Ardian Fanani - detikNews
Jumat, 06 Mar 2020 19:35 WIB
ketapang-gilimanuk
Penyeberangan Ketapang-Gilimanuk (Foto: Ardian Fanani/File)
Banyuwangi -

Kementerian Perhubungan memastikan tarif penyeberangan di Pelabuhan Ketapang-Gilimanuk naik sebesar 14,61 persen.

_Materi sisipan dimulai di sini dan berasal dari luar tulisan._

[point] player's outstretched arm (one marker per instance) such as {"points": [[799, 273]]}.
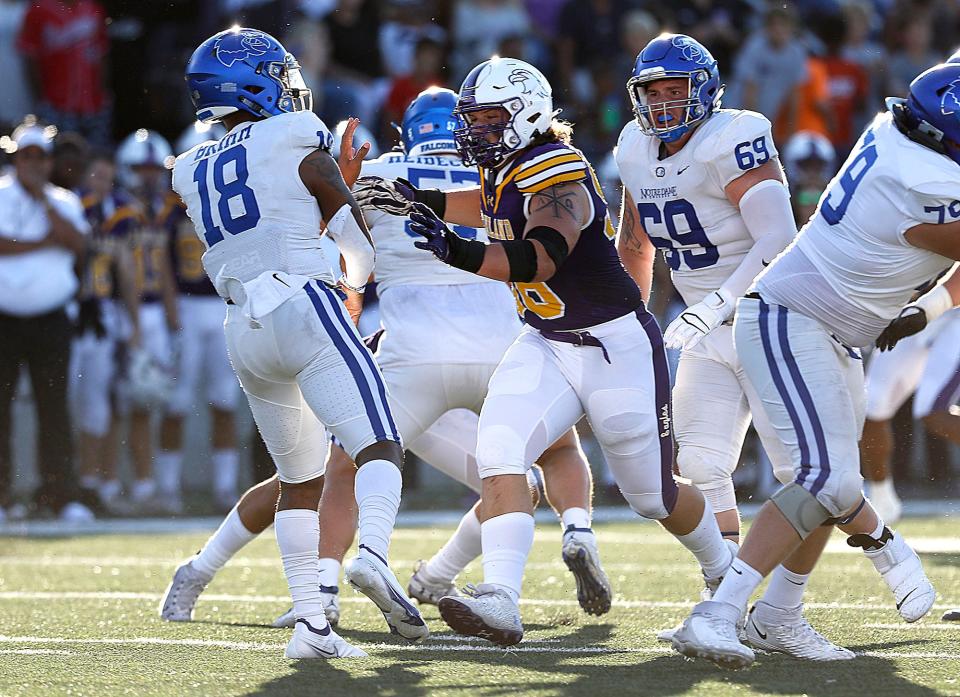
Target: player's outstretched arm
{"points": [[636, 250], [555, 218], [322, 177]]}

Ini diketahui setelah adanya sosialisasi dan rapat kordinasi stakeholder pelabuhan bersama dengan Direktur Jenderal Perhubungan Darat pada Kementerian Perhubungan, Budi Setiady.

Kenaikan tarif itu berdasar Peraturan Menteri Perhubungan (PM) nomor 66 tahun 2019 tentang mekanisme penetapan dan formulasi perhitungan tarif angkutan penyeberangan.

"Ini sebagai keputusan terakhir, tinggal persetujuan dari Menteri Perhubungan mengenai kepastian prosentasenya," kata Budi kepada wartawan, Jumat (6/3/2020).

Kenaikan tarif itu, kata Budi, sebesar 14,61 persen. Kenaikan pun bervariasi mulai dari tarif penumpang hingga kendaraan barang. Direncanakan, kenaikan tariff penyeberangan di Ketapang-Gilimanuk ini mulai diberlakukan pada pertengahan Maret 2020 mendatang.

"Nanti pertengahan Maret. Secara umum kenaikan 14,61 persen itu bervariasi. Ada yang untuk penumpang dan ada pula yang untuk kendaraan barang," ujarnya.

Budi beralasan, selama 3 tahun ini tarif penyeberangan di seluruh pelabuhan tidak mengalami kenaikan, termasuk lintas Ketapang-Gilimanuk. Sehingga dengan penyesuaian tarif ini diharapkan bisa meningkatkan pelayanan keselamatan yang diberikan oleh ASDP selaku pengelola dermaga termasuk kapal.

"Juga para operator kapal, untuk meningkatkan pelayanan di kapalnya dalam industri penyeberangan ini," tutur Budi.

"Kami sudah mengeluarkan Standart Pelayanan Minimum (SPM) untuk armada kapal, utamanya terkait kecepatan kapal dan sebagainya," imbuhnya.

Dalam kesempatan ini, Dirjen Perhubungan Darat, Budi Setiady juga menyatakan bahwa mulai 1 Mei 2020 sudah tidak ada lagi kendaraan yang over dimensi dan over loading yang diseberangkan di lintas penyeberangan.

"Jika masih ditemui adanya kendaraan yang melanggar, maka petugas di lapangan diperintahkan untuk melakukan normalisasi dengan memotong barang yang di angkut oleh kendaraan yang bersangkutan," tandas Budi.